Campestre de Goiás is a municipality in central Goiás state, Brazil.

==Location==
There are municipal boundaries with:
- north: Santa Bárbara de Goiás
- south: Guapó
- east: Trindade
- west: Palmeiras de Goiás

Campestre is 56 kilometres west of the state capital, Goiânia and 26 kilometers west of Trindade. Connections are made by GO-060 / Trindade / GO-050.

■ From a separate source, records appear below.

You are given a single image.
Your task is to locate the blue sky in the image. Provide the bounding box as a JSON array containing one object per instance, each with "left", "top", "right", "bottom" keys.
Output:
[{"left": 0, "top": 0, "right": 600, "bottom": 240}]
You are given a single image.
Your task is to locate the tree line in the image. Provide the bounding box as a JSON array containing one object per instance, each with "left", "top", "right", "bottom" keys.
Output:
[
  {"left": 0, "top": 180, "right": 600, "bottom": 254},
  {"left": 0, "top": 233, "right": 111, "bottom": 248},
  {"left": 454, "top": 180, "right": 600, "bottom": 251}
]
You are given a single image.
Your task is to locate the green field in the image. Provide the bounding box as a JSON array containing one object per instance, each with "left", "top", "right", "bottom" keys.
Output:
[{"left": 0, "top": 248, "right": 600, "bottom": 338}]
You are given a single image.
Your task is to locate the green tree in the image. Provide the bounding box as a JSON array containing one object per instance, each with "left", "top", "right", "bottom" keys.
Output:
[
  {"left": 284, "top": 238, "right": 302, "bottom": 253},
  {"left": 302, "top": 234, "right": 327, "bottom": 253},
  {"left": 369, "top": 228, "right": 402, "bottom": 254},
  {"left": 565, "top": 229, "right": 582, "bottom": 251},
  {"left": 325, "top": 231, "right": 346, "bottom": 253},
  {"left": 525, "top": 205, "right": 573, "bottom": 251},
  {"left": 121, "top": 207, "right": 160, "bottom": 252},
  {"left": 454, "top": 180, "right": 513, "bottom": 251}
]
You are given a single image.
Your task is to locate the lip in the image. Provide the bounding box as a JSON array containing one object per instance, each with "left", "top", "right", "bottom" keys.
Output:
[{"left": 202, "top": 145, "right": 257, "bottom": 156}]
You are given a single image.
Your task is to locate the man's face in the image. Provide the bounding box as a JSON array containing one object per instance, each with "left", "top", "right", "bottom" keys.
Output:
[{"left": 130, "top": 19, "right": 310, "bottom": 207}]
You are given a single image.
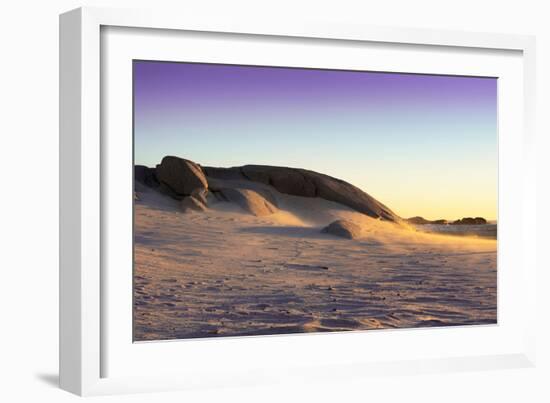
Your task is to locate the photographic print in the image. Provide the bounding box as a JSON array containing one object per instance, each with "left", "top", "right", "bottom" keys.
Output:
[{"left": 133, "top": 60, "right": 498, "bottom": 342}]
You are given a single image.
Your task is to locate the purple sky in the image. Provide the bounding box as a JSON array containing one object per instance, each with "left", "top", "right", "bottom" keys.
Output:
[{"left": 134, "top": 61, "right": 497, "bottom": 218}]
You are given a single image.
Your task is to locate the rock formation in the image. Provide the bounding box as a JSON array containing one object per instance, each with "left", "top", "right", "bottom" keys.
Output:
[
  {"left": 321, "top": 220, "right": 361, "bottom": 239},
  {"left": 155, "top": 156, "right": 208, "bottom": 199},
  {"left": 203, "top": 165, "right": 401, "bottom": 222}
]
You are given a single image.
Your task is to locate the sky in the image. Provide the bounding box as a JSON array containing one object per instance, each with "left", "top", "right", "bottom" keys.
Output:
[{"left": 133, "top": 61, "right": 498, "bottom": 220}]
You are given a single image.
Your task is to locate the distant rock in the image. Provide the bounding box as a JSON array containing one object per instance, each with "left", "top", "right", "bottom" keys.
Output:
[
  {"left": 321, "top": 220, "right": 361, "bottom": 239},
  {"left": 181, "top": 196, "right": 206, "bottom": 212},
  {"left": 155, "top": 156, "right": 208, "bottom": 199},
  {"left": 432, "top": 219, "right": 449, "bottom": 225},
  {"left": 407, "top": 216, "right": 432, "bottom": 225},
  {"left": 203, "top": 165, "right": 401, "bottom": 222},
  {"left": 406, "top": 216, "right": 448, "bottom": 225},
  {"left": 218, "top": 188, "right": 277, "bottom": 216},
  {"left": 451, "top": 217, "right": 487, "bottom": 225}
]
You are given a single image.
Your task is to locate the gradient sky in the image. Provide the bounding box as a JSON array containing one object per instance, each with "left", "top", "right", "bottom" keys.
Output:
[{"left": 134, "top": 61, "right": 498, "bottom": 219}]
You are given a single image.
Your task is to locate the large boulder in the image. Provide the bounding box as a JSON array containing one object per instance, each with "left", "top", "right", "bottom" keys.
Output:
[
  {"left": 218, "top": 188, "right": 277, "bottom": 216},
  {"left": 203, "top": 165, "right": 401, "bottom": 222},
  {"left": 155, "top": 156, "right": 208, "bottom": 198},
  {"left": 321, "top": 220, "right": 361, "bottom": 239},
  {"left": 134, "top": 165, "right": 159, "bottom": 188}
]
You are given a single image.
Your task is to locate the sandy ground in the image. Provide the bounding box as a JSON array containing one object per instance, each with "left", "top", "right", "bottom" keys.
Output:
[{"left": 134, "top": 191, "right": 497, "bottom": 341}]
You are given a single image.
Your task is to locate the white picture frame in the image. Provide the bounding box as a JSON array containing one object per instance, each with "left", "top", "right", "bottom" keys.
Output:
[{"left": 60, "top": 8, "right": 537, "bottom": 395}]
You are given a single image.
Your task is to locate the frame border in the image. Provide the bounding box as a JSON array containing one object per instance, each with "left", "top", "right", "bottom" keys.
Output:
[{"left": 59, "top": 7, "right": 537, "bottom": 395}]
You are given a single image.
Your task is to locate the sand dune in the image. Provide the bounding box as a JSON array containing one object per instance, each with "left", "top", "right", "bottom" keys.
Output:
[{"left": 134, "top": 179, "right": 496, "bottom": 341}]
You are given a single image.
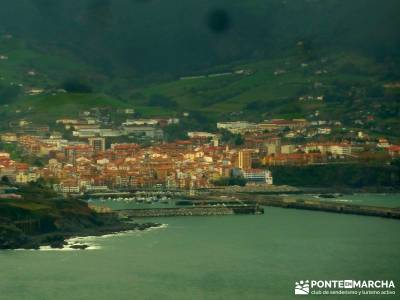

==Demographic and Political Data==
- Population density in 2007: 12.46 inhabitants/km^{2}
- Population growth rate 2000-2007: 1.07.%
- Population in 1980: 2,459
- Population in 1991: 2,316
- Urban population in 2007: 2,276
- Rural population in 2007: 1,135
- Eligible voters in 2007: 2,635
- City government in 2005: mayor (Selma do Socorro Lemes Manzi), vice-mayor (Roberto José da Costa), and 09 councilmembers

==The economy==
The economy is based on cattle raising, agriculture, and small retail and transformation units.
- Industrial units: 08 (2007)
- Retail units: 18
- Automobiles: 177 in 2007

Animal raising in 2006
- cattle: 30,500 head
- dairy cows: 6,600

Agricultural information 2006
- Number of farms: 260
- Total farm area: 24,226
- Planted area: 1,550 ha.
- Area of natural pasture: 17,162
- Workers in agriculture: 850
- Area of rice: 850 ha.
- Area of corn: 1,400 ha.

==Health in 2007==
- infant mortality rate in 2000: 25.29
- public health clinics: 01
- hospitals: none

==Education in 2006==
- literacy rate in 2000: 81.0%
- schools: 03
- classrooms: 18
- teachers: 54
- students: 868
- higher education: none
- Ranking on the Human Development Index: 0.715
- State ranking: 189 (out of 242 municipalities)
- National ranking: 2,732 (out of 5,507 municipalities)

==History==
Campestre de Goiás began in 1949 when Dimas and Antônio Viera settled with their families along the banks of the Córrego Campestre. In 1963 it was raised to a district of Trindade, and in the same year was dismembered to create a new municipality.